LSI: The New High In CyberSearch?
Latent Semantic Indexing – the new buzz word in ‘Search’ has been quietly and insidiously spreading its tentacles through the great big Google www world. Webmasters still can’t decide whether it counts for Page Rank or not. Here’s what could be good about it from the other side – for the millions who see that Google Search Bar as their entry into a world of information.
What exactly is LSI?
It is, pure and simple, yet another information retrieval system. However, it goes beyond SEO or Search Engine Optimisation in that it gives you more than just the millions of pages that contain the word you just typed into the Search Bar. Have you ever been totally frustrated when you’ve wanted information on a particular subject and you had to dig through hundreds of pages to find what you wanted? What LSI is moving towards is to try and make search more relevant. When you type in a keyword, the Google spiders look at all the web pages that contain that particular word and also analyse them for words that are semantically similar. So what you get as a result are pages that will be more relevant to the subject you are interested in rather than just the ones that contain your ‘search’ word. While you may not really notice too much of a difference just yet when you are searching for simple terms, you most definitely will when you looking for something more complex.

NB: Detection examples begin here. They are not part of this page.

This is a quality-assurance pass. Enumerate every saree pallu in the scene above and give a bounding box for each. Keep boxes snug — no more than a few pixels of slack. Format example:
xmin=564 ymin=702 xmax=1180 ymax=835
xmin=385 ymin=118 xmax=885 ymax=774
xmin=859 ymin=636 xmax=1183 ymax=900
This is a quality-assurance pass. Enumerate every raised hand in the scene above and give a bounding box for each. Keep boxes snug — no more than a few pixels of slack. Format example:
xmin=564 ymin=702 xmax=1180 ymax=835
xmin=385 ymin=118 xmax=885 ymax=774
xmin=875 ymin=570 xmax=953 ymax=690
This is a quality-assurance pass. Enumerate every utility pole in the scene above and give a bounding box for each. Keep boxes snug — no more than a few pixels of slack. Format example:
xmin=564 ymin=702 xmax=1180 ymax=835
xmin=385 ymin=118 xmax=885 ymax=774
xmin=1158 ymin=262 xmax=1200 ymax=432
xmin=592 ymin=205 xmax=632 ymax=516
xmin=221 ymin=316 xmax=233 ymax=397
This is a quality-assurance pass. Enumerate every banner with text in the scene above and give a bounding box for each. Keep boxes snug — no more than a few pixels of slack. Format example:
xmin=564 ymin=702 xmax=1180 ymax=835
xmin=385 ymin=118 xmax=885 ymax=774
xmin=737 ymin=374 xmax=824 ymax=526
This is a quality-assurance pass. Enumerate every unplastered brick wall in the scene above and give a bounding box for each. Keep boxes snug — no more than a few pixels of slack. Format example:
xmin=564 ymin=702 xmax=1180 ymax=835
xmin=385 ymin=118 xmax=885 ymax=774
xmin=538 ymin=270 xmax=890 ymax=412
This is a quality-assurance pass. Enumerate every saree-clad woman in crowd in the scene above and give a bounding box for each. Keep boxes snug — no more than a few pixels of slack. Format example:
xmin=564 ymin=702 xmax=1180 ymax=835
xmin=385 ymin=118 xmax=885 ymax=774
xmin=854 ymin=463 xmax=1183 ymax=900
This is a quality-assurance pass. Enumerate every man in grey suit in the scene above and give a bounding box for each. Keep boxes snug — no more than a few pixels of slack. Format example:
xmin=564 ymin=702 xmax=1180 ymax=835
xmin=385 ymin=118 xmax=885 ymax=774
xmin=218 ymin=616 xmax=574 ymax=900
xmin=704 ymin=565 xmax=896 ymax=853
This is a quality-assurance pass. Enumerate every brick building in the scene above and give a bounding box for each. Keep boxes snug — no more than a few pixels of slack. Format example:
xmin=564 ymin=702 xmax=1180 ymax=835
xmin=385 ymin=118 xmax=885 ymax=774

For webmasters, however, how this works as far as Page Rank goes is not yet clear. SEO and all the other complex factors that go into getting your web site up there on Page 1 are too important to discard and it might be quite a while before LSI kicks in and becomes the yardstick. Most of the ones I know and work with might look at a middle ground combining both – but they are not about to throw out all their SEO maneuverings just yet. They can’t afford to – not if they are playing the Page Rank game in real earnest.
A magic wand it isn’t
If you think LSI will get you into some kind of realm of artificial intelligence, banish the thought. It is and was designed to be a mathematical formula. However, the way it functions, one can be forgiven for thinking otherwise. As one expert puts it, it takes the whole search operation from a common accountant mentality to a new level of matrix algebra. It’s a powerful algorithm that seeks out similarity values, arranges the results and what you get is page indexing that goes beyond mere searching for a term – you have a stage of analyzing that comes before the search begins.
Adding another dimension
It’s like moving from 2-D to 3-D. It retrieves documents based on similar content – and those similarities are determined by the content on all the relevant pages. So what took you hours sometimes to plough through, with numerous permutations and combinations of search words or phrases will be done behind the scenes of that search bar and presented to you. What it does is to co-relate semantically similar words over thousands or maybe millions of related documents and then come up with a set of content words that are likely to be relevant.
When Google bought over Applied Semantics, it was a foregone conclusion that it would only be a matter of time before their software CIRCA would be put to use in the retrieval of information. This application extracts and organises information and almost mimics human thought. What it has done for cyber search is to go beyond keywords to keyword themes.
How do you have access to this new dimension of searching? It’s easy. Look at the little-used key on your keyboard to the left of your ‘1’. That squiggly symbol on the top is called a ‘tilde’. That’s the magic key to get you there. All you need to do is to put that little symbol in front of your search word, like so: ~song. Do it both ways and see the difference. The first time, without – and what you get are pages that contain the word ‘song’. Then add the tilde before it. See the difference? Now, you might just have pages listed that don’t contain the word ‘song’. It could include documents that have the words ‘music’, ‘lyrics’, ‘MP3’, etc. (Look at the words in Bold and you’ll see the keywords that are being picked up.)
Bringing back the joy of writing
What does this mean for someone who is an online writer? HOPE. At the present moment, probably nothing more. However, the fact that more and more people will search in a more focussed way means that no matter even if your sites are way down as far as Page Rank goes, chances are that if they are doing an LSI search, you will get read. And what is most welcome is the fact that you don’t need to stuff all those keywords into the copy. As long as the relevant words and phrases occur naturally, those invisible spiders will find them and present them to the person who is looking for them. So Content might emerge out of the SEO clutches to remain king, making it easier to search and easier and more satisfying to write. Will the webmasters welcome it? That’s something we’ll have to wait to find out.